One grows weary of reading that Baroness Greenfield's failure to be shortlisted for Royal Society fellowship represents prejudice, or "club culture", as Geoffrey Alderman alleges, (Soapbox, May 7).
Not long ago you published a letter by me (December ) pointing out that Baroness Greenfield, by her own admission, is undecided whether human consciousness can or cannot be explained in purely material terms. She wants to find a material basis, but has to admit that there is "something else".
I wrote: "If consciousness is a higher form of reality than the experience feeding it, the process cannot be logically described as a mechanism."
Baroness Greenfield did not (apparently) respond to my criticism. But when her science is as indeterminate as this, it isn't surprising that a body devoted to the pursuit of science does not invite her to become a member.

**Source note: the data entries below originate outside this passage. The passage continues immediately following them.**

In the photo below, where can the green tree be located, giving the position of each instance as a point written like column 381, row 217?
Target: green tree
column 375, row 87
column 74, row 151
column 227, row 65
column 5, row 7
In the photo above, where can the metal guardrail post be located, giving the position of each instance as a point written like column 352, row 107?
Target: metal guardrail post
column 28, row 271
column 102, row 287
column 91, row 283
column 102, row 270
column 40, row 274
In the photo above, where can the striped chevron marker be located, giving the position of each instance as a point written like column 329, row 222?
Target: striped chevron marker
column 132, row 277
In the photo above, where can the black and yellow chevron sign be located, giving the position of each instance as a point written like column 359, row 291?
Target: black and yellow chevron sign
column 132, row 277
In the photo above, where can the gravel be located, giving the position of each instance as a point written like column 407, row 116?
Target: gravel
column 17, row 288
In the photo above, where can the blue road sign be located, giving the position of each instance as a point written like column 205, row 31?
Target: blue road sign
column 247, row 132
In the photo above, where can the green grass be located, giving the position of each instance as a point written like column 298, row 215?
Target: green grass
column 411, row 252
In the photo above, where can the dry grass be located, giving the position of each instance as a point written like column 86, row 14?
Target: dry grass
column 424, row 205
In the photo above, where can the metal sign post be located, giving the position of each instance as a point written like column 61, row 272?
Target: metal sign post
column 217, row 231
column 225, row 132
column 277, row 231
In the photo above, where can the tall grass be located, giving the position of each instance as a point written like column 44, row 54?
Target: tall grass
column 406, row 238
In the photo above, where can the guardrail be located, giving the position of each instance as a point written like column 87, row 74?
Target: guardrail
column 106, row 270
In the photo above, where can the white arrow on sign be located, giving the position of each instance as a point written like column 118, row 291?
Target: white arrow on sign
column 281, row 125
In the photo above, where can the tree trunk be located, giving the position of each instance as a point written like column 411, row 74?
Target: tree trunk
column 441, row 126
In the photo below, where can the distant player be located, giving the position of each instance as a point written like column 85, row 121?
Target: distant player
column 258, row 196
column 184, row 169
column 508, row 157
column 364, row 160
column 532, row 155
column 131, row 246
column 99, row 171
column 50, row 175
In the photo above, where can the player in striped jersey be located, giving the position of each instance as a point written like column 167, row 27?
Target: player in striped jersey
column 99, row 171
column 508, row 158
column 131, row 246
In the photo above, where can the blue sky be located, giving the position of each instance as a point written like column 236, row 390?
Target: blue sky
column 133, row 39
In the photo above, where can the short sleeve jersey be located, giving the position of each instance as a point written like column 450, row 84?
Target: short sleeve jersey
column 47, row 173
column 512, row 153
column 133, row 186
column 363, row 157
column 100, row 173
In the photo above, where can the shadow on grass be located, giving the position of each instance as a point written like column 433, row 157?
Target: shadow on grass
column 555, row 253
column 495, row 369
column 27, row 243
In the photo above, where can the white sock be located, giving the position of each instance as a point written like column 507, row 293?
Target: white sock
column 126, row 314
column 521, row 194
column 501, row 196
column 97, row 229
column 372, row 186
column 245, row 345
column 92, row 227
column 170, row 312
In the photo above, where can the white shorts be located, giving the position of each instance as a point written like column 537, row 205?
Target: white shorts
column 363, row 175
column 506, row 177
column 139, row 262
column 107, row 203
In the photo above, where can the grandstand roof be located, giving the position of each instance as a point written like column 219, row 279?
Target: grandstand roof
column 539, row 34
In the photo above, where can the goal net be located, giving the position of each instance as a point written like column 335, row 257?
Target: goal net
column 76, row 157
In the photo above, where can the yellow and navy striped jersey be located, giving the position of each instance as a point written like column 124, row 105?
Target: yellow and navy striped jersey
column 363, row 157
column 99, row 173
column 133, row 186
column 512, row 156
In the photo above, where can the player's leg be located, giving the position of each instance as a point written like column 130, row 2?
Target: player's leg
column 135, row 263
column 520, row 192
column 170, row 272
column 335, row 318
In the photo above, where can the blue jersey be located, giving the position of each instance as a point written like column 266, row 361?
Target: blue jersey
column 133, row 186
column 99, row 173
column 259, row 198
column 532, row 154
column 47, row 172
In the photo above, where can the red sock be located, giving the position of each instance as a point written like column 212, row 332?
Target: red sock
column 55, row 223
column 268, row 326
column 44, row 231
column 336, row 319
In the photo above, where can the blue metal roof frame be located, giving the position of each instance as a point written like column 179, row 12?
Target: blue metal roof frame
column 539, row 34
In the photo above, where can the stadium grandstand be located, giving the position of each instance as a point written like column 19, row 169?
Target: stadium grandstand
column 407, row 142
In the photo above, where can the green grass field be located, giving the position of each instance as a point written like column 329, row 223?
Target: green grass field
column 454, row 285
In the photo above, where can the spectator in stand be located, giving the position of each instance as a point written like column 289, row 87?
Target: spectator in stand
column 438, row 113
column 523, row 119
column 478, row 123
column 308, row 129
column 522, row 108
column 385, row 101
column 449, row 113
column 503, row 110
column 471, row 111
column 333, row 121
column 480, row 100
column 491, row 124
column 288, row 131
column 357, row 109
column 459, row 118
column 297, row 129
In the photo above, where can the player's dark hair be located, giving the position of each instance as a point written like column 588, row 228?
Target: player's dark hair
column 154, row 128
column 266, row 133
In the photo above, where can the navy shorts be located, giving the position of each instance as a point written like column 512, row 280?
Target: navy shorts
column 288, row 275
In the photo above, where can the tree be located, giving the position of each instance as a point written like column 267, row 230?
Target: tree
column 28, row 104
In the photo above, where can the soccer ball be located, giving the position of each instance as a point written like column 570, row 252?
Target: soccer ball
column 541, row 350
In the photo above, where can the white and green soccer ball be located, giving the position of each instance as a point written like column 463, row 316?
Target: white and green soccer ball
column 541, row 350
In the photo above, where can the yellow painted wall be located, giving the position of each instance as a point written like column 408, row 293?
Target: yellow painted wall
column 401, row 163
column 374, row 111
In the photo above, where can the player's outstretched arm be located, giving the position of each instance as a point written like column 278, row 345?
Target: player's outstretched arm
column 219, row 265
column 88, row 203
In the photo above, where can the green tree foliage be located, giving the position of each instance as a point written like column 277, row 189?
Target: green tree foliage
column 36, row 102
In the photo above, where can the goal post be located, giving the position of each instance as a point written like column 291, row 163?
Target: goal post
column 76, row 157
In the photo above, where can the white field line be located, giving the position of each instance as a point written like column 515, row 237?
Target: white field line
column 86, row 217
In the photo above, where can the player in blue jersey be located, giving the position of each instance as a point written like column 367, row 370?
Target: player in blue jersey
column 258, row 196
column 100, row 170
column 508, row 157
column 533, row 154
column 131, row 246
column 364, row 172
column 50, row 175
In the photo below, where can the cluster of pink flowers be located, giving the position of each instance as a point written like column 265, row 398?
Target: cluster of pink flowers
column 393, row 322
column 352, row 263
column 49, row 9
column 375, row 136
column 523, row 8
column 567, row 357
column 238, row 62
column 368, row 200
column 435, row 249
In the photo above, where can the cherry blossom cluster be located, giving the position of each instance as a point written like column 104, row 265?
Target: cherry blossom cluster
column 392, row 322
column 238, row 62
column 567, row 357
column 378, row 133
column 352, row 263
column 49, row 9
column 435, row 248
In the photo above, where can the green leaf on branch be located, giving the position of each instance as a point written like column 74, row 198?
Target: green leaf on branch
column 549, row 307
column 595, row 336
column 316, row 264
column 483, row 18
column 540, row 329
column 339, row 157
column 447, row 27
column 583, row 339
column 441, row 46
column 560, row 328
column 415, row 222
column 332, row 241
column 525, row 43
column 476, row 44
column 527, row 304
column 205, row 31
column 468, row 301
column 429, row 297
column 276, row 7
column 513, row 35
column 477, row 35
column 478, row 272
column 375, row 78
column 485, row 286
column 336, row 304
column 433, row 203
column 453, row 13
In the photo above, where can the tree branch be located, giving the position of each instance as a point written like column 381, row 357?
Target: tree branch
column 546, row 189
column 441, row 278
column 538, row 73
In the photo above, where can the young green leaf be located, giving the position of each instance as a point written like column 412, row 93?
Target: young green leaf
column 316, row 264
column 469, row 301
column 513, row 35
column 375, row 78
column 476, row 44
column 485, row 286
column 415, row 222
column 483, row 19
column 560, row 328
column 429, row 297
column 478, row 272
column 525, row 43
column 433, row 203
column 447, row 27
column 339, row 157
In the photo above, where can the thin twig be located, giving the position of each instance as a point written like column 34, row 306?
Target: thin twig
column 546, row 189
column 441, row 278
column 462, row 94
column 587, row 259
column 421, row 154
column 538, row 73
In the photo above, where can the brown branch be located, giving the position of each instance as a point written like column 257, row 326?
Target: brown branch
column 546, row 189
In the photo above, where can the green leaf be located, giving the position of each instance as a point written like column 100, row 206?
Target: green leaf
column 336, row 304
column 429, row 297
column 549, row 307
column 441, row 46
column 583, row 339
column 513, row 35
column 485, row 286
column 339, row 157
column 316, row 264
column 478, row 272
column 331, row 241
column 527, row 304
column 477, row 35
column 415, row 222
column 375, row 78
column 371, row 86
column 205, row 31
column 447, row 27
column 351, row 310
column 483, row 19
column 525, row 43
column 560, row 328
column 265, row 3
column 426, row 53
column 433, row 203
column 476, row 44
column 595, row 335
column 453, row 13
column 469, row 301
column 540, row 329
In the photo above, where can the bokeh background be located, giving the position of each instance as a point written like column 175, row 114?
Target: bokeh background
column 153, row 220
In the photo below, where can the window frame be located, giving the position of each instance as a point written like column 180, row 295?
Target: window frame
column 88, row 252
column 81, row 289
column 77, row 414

Alderman confuses the issue: on the one hand he disclaims the scientific knowledge qualifying him to pass judgement on this case; on the other he "knows" that she is a worthy scientist - or at least a brilliant scientific communicator. But good communication is simply the sine qua non of the adequate academic - it is not an entitlement to special honour and recognition.
The fuss made over this non-issue shows how right Peter Abbs (Soapbox, May 7) is to speak of educational exhaustion: we are losing all sense of what science or learning mean - even of how to conduct a rational debate.